NASA’nın bütçe hedeflerinin konuşulduğu 21 Kasım 1962 tarihi toplantıda Kennedy ile NASA Direktörü James Webb arasında geçen diyaloglar, dönemin siyasi iradesinin uzay konusunda bilim camiasından farklı önceliklere sahip olduğuna işaret ediyor.
"Hoşumuza gitsin veya gitmesin, bu bir yarış"
Tutanaklara göre, görüşmenin bir noktasında Kennedy, Webb’e, "Sence bu program (Apollo programı/NASA’nın İnsanlı Ay görevi) Ajansın en önemli önceliği mi?" diye sorduğunda NASA Direktörü, "Hayır efendim, bence en öncelikli programlardan birisi." diyerek yanıt verdi.
Webb, uzay yolculuğunun ancak uzayın daha iyi anlaşılmasıyla mümkün olduğunu, bunun için farklı disiplinlerdeki bilimsel araştırmalara ihtiyaç duyulduğunu ve kurumun önceliğinin bu olması gerektiğini belirtti.
Webb’in açıklamasına itiraz eden Kennedy, "Jim, bence bu (Ay’a gidiş) en önemli öncelik. Diğer (bilimsel) programlarda altı aylık, dokuz aylık aksamalar olabilir, bunun stratejik bir sonucu olmaz fakat bu siyasi nedenlerle önemli, uluslararası siyasi nedenlerle. Hoşumuza gitsin veya gitmesin, bu bir yarış." ifadelerini kullandı.
Sovyetler Birliği’nin uzay yarışını iki tarafın siyasal sistemleri açısından sınama olarak gördüğünü savunan Kennedy, "Yaptığımız her şey Ruslardan önce Ay’a gitmeye odaklanma üzerine olmalı." değerlendirmesinde bulundu.
"Uzay o kadar da ilgimi çekmiyor"
Ay görevi birinci öncelik haline getirilmezse kamuoyunu NASA’nın büyük çaplı bütçe harcamalarına ikna etmenin mümkün olmayacağını vurgulayan Kennedy, şunları kaydetti:
"Bu (Ay görevi), NASA’nın en öncelikli programı, ABD hükümetinin de savunmadan sonraki en önemli önceliği olmalı. Yaklaşımımız bu olmalı, bu konuda açık olmalıyız. Aksi halde bu kadar para harcamanın anlamı yok çünkü uzay o kadar da ilgimi çekmiyor. Kanımca iyi bir şey, bilgi sahibi olmakta fayda var ve ciddi kaynak ayırmaya da hazırız fakat burada tüm bütçeyi ve ülke içi harcamaları sarsacak düzeyde fantastik bir harcamadan söz ediyoruz. Bunu meşrulaştırmanın tek yolu, ‘Onları yenmek istiyoruz, birkaç yıl geriden geldik fakat Tanrı’nın izniyle, onları geçtik.’ demek."

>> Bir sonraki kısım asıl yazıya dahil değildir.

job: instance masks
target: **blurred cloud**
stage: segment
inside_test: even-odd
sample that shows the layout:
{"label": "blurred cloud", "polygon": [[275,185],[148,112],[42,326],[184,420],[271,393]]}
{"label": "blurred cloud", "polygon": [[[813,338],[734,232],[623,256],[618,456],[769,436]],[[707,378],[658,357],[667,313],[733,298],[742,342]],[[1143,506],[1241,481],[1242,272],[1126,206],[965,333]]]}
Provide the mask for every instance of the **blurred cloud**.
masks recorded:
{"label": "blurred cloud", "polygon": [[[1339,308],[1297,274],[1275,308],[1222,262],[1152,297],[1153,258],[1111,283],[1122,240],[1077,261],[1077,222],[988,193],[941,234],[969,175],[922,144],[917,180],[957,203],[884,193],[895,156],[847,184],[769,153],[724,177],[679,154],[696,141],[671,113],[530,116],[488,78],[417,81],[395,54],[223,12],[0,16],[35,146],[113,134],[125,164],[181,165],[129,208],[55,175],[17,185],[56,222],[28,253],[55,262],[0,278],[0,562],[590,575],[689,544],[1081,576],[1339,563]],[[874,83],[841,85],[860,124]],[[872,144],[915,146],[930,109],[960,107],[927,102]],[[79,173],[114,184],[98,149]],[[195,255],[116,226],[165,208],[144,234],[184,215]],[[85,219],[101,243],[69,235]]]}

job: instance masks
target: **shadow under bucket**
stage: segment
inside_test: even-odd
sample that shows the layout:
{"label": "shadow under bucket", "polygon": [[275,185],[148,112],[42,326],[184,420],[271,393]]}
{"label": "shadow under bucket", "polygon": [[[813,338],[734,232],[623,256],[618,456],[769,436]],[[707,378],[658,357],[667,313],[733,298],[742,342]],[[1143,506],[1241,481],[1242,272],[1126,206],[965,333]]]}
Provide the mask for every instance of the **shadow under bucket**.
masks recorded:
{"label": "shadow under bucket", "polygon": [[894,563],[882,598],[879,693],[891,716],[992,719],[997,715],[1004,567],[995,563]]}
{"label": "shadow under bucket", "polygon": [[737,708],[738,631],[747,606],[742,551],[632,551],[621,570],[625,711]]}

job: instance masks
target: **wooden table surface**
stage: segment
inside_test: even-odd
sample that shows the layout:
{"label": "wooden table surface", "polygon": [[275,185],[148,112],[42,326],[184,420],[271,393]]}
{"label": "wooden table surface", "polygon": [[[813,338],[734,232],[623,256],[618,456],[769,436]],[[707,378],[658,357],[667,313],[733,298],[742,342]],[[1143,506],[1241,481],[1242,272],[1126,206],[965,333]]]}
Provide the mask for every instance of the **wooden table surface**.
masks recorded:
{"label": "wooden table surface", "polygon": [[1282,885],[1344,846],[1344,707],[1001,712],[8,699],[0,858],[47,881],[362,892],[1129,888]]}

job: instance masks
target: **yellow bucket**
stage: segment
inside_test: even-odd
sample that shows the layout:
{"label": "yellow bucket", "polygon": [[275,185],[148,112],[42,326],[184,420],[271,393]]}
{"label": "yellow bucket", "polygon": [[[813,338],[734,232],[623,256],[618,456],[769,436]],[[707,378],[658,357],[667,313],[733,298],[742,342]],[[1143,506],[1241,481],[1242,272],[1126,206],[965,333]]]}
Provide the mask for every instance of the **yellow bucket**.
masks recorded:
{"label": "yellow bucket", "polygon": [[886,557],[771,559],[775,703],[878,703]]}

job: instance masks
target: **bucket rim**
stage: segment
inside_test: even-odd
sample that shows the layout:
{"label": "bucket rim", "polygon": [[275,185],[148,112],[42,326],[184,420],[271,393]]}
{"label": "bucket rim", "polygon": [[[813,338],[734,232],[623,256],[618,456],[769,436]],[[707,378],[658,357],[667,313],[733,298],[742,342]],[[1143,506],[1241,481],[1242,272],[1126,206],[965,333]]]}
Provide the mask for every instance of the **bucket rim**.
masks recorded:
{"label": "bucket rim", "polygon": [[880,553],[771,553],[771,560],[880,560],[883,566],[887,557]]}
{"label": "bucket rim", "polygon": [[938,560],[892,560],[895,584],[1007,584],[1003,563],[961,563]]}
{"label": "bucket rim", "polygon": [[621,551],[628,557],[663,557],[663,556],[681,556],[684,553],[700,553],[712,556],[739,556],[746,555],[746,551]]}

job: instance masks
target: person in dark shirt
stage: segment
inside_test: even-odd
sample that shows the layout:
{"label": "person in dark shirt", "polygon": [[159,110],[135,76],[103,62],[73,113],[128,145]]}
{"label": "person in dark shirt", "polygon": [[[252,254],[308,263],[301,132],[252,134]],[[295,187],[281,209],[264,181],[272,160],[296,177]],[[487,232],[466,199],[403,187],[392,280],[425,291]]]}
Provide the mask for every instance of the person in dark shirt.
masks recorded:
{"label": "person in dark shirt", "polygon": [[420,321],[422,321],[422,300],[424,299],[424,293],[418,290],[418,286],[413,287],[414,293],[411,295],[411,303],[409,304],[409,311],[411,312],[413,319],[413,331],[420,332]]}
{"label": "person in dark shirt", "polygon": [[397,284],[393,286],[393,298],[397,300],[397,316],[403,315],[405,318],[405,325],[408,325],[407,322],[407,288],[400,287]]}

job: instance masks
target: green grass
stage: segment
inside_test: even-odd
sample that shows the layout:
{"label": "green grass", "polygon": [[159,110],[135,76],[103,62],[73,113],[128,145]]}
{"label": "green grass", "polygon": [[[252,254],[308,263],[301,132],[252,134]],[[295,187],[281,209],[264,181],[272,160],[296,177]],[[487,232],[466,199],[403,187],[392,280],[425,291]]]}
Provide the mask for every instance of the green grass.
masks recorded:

Görüşmenin ortasında odadan ayrılmak üzere ayağa kalkan Kennedy, Webb ve yardımcılarından, kendisine NASA’nın tüm bilim programlarını Ay görevine sağlayacağı yarar açısından değerlendirip bütçe önerilerini ona göre düzenledikleri bir yazılı not iletmelerini isteyerek toplantıyı terk etti.
Kennedy, NASA yetkilileriyle söz konusu toplantıyı yaptığında, ABD uzay yarışının önemli kilometre taşlarını geçerken sürekli rakibinin gerisinde kalıyordu. O tarihte Sovyetler Birliği, uzaya ilk uyduyu yollamış ve ilk insanlı uzay seferini gerçekleştirmişti.
Soğuk Savaş ve uzay yarışı
İnsanlığın uzay macerasını harekete geçiren şey, keşif güdüsünden çok egemenlik mücadelesi oldu. İkinci Dünya Savaşı'nın sona ermesinin ardından dünyanın iki süper gücü haline gelen ABD ve Sovyetler Birliği (SSCB), ellerindeki nükleer silahlarla uzak coğrafyalardaki hedefleri vurabilmek üzere kıtalar arası güdümlü füze sistemleri geliştirmeye başladı. Uzun menzilli roketler, Dünya'nın alçak yörüngesine yapay uydular taşımaya da olanak sağlıyordu.
Uzay yarışı önce uydu yarışı olarak başladı. SSCB, 4 Ekim 1957'de "Sputnik 1" uydusunu uzaya fırlatarak bu alanda bir ilki gerçekleştirdi. ABD, yaklaşık 4 ay sonra, 31 Ocak 1958'de, "Explorer 1" uydusunu Dünya yörüngesine yollayarak karşılık verdi.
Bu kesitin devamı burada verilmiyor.